I am sorry to tell you that the just announced results sound a whole lot less encouraging than I hoped. Below is a excerpt from the company’s statement.
Osiris Therapeutics, Inc.today announced preliminary results for two phase III trials evaluating Prochymal for the treatment of acute graft versus host disease (GvHD). GvHD, the most common complication of bone marrow transplantation, is a life-threatening disease for which there is currently no approved treatment. Prochymal showed significant improvements in response rates in difficult-to-treat liver and gastrointestinal GvHD, however neither trial reached its primary endpoint.
Key findings from the GvHD trials include:
- There was no statistical difference between Prochymal and placebo on the primary endpoints for either the steroid-refractory (35% vs. 30%, n=260) or the first-line (45% vs. 46%, n=192) GvHD trials.
- The primary endpoint for the steroid-refractory GvHD trial (durable complete response) for the per-protocol population approached statistical significance(40% vs. 28%, p=0.087, n=179).
- In patients with steroid-refractory liver GvHD, treatment with Prochymal significantly improved response (76% vs. 47%, p=0.026, n=61) and durable complete response (29% vs. 5%, p=0.046).
- Prochymal significantly improved response rates in patients with steroid-refractory gastrointestinal GvHD (88% vs. 64%, p=0.018, n=71).
- In pediatric patients, Prochymal showed a strong trend of improvement in response rates (86% vs. 57%, p=0.094, n=28).
One more time, I (we) have to face the reality that it is not a done deal until the last bit of information is in, until well designed and well conducted late stage clinical trials prove new drugs are really as good as they seem to be at first blush. The FDA is rightly unimpressed by trials that do not meet their primary endpoints. Neither am I. Of course, these results will be parsed every which way by experts and company spokespersons. But it seems clear Prochymal flunked a couple of very important tests.
We have been here before. Remember Genitope, their custom made “MyVax” vaccine was going to cure CLL with little to no toxicity? The company went out of business after it failed to show benefit in a pivotal trial. How about Genta’s “Genasense” (oblimersen)? It too failed to meet it pre-defined primary endpoints. So many drugs fall by the wayside when they face late stage trials. The list is depressingly long. Even my favorite Ofatumumab is teetering on the edge, FDA approval has been delayed longer than I hoped.

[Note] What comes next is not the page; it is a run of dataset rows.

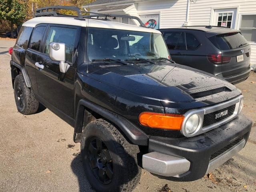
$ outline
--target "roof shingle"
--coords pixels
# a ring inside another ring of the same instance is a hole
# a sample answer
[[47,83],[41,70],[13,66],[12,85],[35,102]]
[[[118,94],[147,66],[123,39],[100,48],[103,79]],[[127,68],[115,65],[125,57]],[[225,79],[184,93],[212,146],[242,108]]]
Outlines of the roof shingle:
[[96,0],[94,2],[86,4],[85,6],[97,5],[98,4],[102,4],[103,3],[112,3],[113,2],[123,1],[124,0]]

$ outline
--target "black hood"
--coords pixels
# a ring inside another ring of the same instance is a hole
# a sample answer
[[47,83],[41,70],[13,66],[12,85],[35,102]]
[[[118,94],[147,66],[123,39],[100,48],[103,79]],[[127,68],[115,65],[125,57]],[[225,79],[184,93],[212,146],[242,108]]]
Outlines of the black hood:
[[89,76],[103,83],[164,103],[200,102],[208,104],[241,94],[228,82],[178,64],[115,66],[98,65]]

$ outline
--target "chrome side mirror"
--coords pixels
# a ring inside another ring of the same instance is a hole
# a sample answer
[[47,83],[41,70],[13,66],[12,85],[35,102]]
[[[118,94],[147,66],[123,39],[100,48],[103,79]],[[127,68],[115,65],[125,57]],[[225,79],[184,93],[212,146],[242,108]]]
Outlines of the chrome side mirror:
[[66,46],[64,43],[52,42],[49,45],[50,58],[54,61],[60,62],[60,71],[66,73],[70,65],[66,61]]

I try hard not to get too enthusiastic about Phase -II trial results. I have been burned too many times, I have come by my cynicism the hard way. But some times it is hard to resist the possibility of breakthrough good news just around the corner. Hope springs eternal, especially when there is precious little else to keep us going. I was really rooting for Prochymal’s successful completion of their Phase – III trials. So many patients with aggressive CLL need transplants. But until we learn to control GVHD more effectively, transplants will continue to be the toughest therapy decisions patients and their families have to face.
Well guys, I think we can put Prochymal on the back burner for now. Sorry. I wish I had waited a little longer, waited for the Phase – III results before publishing my glowing review just a few weeks ago. The least I can do is bring this disappointing sequel to your attention as well, hot off the presses.